A study finds rural areas across the Midwest are losing residents, especially in vital age groups. Jon Bailey, research director at the Center for Rural Affairs, says the center’s latest report shows many areas of the region are being caught between “bookend generations” of the youngest and oldest segments of the population. “A major implication is that both of those, the youngest and oldest generations, tend to need more services than the middle-age, working generation,” Bailey says. “You have needs for schools and health care and other social and human services that go for the youngest and oldest in our population.”
Bailey says without the working generation, those between the ages of 25 and 55, it would be difficult to fund vital services in rural areas.”That’s a huge issue for rural communities,” he says. “How are they going to keep up the services that our youngest and our oldest need when the people who work and pay the taxes are increasingly going to larger communities and decreasing in numbers in rural places?” Bailey says significant federal policy changes are needed to help rural areas bridge the growing gap.
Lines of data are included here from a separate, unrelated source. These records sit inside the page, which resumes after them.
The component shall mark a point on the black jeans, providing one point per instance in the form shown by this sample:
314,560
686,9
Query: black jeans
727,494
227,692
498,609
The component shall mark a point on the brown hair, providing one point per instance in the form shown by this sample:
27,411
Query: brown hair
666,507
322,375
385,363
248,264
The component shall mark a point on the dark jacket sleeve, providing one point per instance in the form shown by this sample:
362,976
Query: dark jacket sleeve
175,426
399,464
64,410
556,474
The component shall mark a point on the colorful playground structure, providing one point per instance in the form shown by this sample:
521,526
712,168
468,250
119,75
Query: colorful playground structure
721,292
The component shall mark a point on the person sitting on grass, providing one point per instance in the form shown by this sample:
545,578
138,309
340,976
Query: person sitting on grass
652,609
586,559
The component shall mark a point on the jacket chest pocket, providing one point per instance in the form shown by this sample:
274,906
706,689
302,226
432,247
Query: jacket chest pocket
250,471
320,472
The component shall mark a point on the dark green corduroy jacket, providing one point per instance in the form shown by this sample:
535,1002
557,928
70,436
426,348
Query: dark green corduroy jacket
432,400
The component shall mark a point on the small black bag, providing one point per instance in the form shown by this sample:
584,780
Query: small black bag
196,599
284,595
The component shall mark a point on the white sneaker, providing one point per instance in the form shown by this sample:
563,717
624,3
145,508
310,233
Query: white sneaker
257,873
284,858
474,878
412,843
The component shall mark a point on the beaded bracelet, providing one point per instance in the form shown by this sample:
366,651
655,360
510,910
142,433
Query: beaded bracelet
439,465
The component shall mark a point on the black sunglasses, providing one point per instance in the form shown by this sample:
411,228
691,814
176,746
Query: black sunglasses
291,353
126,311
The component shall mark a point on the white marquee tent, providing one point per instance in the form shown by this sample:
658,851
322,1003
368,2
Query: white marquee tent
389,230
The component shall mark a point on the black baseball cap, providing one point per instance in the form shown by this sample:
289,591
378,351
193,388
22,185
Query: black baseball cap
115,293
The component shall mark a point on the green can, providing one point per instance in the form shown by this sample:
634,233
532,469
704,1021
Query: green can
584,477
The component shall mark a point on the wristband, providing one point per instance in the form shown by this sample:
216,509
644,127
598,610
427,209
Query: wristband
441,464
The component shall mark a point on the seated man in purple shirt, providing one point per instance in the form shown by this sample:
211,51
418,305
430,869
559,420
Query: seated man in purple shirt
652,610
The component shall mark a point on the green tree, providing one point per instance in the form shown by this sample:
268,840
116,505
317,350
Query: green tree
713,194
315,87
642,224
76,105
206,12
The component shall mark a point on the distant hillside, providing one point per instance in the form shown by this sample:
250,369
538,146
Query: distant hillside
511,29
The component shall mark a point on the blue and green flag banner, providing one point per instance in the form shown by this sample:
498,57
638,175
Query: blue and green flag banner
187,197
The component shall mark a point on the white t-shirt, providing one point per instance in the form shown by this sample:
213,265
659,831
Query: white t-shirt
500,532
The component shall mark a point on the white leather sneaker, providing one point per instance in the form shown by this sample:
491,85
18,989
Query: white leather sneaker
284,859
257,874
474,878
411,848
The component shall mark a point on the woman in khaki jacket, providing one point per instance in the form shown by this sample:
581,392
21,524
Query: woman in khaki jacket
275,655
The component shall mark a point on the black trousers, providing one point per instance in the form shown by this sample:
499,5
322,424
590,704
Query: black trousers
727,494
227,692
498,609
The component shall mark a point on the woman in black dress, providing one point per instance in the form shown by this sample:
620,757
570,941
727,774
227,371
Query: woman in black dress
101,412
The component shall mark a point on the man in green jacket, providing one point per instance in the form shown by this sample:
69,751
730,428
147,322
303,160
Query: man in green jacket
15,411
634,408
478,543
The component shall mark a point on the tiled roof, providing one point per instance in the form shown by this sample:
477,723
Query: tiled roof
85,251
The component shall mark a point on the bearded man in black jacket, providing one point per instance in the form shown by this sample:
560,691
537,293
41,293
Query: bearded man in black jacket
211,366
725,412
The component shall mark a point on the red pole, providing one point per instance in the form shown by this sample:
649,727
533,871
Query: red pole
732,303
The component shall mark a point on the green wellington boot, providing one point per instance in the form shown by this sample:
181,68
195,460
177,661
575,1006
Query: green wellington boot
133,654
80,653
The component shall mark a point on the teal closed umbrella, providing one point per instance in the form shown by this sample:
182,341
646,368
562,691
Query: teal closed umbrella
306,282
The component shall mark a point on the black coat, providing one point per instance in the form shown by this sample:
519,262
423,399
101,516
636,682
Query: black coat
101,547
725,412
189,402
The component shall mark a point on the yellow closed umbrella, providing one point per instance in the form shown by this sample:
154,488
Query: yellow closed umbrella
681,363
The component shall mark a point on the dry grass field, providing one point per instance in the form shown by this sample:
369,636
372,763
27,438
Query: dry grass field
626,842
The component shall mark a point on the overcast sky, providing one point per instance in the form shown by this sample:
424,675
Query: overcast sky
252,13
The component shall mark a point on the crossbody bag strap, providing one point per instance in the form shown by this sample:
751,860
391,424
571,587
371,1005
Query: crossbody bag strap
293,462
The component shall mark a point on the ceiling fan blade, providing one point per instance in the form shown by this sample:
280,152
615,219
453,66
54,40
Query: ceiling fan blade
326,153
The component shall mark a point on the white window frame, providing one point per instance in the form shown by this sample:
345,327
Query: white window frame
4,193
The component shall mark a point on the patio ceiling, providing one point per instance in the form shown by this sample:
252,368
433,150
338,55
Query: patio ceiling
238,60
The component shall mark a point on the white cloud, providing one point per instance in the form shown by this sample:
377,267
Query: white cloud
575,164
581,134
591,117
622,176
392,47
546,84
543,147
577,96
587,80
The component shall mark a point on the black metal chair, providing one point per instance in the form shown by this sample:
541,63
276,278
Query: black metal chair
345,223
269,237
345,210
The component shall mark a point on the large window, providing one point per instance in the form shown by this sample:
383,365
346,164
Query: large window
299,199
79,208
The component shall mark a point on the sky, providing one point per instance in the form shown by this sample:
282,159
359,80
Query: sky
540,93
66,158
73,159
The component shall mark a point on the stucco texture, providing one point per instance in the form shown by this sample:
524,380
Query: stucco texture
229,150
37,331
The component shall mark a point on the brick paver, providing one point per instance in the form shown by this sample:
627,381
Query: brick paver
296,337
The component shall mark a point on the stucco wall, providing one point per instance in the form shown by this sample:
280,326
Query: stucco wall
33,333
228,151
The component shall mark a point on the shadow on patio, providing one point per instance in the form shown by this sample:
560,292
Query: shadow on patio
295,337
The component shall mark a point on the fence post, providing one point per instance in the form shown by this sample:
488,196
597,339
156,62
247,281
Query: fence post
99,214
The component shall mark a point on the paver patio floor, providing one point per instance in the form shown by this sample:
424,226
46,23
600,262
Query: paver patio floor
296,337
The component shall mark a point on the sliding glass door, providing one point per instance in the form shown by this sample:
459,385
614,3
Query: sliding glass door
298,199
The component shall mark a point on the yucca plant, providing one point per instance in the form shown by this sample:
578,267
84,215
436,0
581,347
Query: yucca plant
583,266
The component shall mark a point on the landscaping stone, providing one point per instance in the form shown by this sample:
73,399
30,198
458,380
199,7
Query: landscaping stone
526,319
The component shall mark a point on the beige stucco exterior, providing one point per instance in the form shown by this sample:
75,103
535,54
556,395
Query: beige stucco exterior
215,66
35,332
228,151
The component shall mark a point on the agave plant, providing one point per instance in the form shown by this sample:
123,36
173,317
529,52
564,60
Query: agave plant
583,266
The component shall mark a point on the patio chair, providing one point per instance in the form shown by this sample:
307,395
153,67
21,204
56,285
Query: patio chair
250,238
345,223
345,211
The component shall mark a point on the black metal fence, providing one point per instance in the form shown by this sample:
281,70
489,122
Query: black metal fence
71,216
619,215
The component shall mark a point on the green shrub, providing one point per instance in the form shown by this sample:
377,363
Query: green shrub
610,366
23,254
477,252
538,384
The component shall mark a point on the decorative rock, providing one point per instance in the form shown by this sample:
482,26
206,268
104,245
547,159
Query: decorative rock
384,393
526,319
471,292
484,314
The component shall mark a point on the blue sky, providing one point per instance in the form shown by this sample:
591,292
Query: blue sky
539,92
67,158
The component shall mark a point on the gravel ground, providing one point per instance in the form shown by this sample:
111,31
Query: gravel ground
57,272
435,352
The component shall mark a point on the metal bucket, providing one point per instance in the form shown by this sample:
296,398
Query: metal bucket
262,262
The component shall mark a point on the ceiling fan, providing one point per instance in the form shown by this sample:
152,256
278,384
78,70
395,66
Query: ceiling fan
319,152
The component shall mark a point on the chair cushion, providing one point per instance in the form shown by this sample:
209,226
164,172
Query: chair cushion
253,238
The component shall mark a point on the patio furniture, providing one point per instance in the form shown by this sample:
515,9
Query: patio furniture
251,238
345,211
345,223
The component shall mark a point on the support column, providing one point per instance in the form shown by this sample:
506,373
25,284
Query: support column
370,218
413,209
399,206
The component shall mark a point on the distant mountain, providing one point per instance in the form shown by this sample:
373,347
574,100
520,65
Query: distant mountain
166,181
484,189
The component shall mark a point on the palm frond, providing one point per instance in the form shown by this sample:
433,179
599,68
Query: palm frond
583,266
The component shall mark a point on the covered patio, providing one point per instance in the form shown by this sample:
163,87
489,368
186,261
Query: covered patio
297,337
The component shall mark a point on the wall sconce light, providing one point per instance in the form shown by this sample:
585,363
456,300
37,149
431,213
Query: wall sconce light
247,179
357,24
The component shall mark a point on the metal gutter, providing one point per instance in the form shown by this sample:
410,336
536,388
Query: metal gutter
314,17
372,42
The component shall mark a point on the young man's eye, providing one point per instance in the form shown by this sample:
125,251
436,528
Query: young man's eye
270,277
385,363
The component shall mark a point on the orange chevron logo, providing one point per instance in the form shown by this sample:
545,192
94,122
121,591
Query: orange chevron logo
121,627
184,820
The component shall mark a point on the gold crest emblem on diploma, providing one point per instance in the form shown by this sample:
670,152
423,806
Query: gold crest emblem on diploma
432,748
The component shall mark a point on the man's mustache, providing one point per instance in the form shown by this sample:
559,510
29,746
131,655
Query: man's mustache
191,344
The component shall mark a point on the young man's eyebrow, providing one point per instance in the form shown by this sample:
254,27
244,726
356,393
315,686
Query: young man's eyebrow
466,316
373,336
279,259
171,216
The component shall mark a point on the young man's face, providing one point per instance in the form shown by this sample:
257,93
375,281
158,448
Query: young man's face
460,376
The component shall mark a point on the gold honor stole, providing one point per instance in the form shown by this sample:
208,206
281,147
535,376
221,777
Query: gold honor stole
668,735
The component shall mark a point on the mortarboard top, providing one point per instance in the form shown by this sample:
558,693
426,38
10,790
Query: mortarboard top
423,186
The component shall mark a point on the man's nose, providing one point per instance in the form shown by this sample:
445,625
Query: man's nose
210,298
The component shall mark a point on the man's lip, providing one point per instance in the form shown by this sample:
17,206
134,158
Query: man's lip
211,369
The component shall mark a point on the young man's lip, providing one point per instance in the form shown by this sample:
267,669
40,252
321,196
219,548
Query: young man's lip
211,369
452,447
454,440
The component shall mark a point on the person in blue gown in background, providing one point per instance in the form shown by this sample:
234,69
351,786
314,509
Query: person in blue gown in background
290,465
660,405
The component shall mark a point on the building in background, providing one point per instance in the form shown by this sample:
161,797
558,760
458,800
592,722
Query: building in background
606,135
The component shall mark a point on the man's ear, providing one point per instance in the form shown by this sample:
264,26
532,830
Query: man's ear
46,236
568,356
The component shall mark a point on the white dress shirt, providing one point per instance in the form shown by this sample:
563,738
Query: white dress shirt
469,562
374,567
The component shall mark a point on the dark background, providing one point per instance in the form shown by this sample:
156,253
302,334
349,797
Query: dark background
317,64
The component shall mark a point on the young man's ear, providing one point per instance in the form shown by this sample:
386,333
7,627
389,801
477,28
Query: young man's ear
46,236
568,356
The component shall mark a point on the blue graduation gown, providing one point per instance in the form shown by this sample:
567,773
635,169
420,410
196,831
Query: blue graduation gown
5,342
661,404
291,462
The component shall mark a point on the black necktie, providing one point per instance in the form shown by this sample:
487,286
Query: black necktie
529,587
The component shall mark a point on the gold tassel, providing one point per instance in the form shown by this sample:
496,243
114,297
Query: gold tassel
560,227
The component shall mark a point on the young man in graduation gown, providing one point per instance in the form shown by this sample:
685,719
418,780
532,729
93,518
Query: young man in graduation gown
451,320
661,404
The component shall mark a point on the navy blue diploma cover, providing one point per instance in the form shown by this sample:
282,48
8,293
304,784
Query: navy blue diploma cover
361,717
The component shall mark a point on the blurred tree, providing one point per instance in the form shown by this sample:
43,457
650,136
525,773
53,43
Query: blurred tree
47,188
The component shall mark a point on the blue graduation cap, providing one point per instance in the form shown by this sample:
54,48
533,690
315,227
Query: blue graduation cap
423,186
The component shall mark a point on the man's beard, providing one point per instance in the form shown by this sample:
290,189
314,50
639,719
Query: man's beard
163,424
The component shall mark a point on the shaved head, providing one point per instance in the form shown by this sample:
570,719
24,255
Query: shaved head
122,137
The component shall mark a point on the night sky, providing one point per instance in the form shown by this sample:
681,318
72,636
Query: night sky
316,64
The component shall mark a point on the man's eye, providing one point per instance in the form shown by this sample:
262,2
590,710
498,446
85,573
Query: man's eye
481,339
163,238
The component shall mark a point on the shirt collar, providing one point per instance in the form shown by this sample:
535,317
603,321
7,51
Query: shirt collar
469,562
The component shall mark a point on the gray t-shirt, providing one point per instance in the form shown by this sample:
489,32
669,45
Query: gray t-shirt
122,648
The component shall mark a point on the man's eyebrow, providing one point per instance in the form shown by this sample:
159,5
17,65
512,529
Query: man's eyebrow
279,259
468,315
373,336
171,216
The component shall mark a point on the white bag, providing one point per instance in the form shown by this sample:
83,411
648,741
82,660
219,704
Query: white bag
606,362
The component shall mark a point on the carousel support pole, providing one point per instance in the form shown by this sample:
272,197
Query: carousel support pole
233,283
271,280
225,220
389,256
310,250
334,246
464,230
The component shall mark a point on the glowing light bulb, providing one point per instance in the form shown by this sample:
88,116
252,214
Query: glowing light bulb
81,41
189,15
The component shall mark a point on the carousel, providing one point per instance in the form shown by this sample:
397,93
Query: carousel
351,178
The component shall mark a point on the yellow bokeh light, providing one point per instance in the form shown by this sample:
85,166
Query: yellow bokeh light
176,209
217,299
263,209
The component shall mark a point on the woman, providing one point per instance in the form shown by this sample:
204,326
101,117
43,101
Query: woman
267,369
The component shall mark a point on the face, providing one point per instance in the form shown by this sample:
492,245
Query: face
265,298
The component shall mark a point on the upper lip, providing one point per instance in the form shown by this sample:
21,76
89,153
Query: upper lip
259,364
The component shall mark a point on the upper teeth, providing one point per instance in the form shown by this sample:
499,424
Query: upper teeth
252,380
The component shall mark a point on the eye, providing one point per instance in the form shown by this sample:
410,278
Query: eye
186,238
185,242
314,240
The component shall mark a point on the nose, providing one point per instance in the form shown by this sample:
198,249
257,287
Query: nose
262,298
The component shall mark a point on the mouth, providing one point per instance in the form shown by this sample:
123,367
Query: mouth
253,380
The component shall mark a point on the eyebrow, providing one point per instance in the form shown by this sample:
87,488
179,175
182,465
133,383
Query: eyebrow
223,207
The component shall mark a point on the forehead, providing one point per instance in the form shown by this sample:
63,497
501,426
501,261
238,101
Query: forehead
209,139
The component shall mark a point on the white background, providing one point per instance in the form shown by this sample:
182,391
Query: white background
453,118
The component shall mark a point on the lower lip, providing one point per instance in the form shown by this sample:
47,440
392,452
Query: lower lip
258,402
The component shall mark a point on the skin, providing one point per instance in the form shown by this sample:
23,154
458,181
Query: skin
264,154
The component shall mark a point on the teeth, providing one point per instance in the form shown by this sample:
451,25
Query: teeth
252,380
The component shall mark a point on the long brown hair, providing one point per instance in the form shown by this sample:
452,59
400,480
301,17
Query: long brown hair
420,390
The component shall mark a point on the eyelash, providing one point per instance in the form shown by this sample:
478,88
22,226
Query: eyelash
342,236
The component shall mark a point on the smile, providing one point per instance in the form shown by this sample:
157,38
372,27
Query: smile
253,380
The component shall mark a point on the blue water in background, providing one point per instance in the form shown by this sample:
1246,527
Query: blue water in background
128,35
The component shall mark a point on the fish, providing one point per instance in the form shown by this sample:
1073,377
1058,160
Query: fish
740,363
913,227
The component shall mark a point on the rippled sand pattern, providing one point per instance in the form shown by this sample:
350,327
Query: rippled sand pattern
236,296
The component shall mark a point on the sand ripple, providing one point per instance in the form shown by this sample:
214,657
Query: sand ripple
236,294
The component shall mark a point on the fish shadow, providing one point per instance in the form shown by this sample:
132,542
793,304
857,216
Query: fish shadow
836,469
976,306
He says, “There’s policy investments we can take, both at the state, local and federal levels, on how to make more investments in rural places to create more businesses and create more jobs and a lot of it is to just take advantage of the advantages that rural communities have.”
The report recommends a Rural Renewal Initiative be created in the next farm bill, and that Congress commit 500-million dollars over five years to a Community Prosperity Fund to help rural areas stabilize. The Center for Rural Affairs is based in Lyons, Nebraska.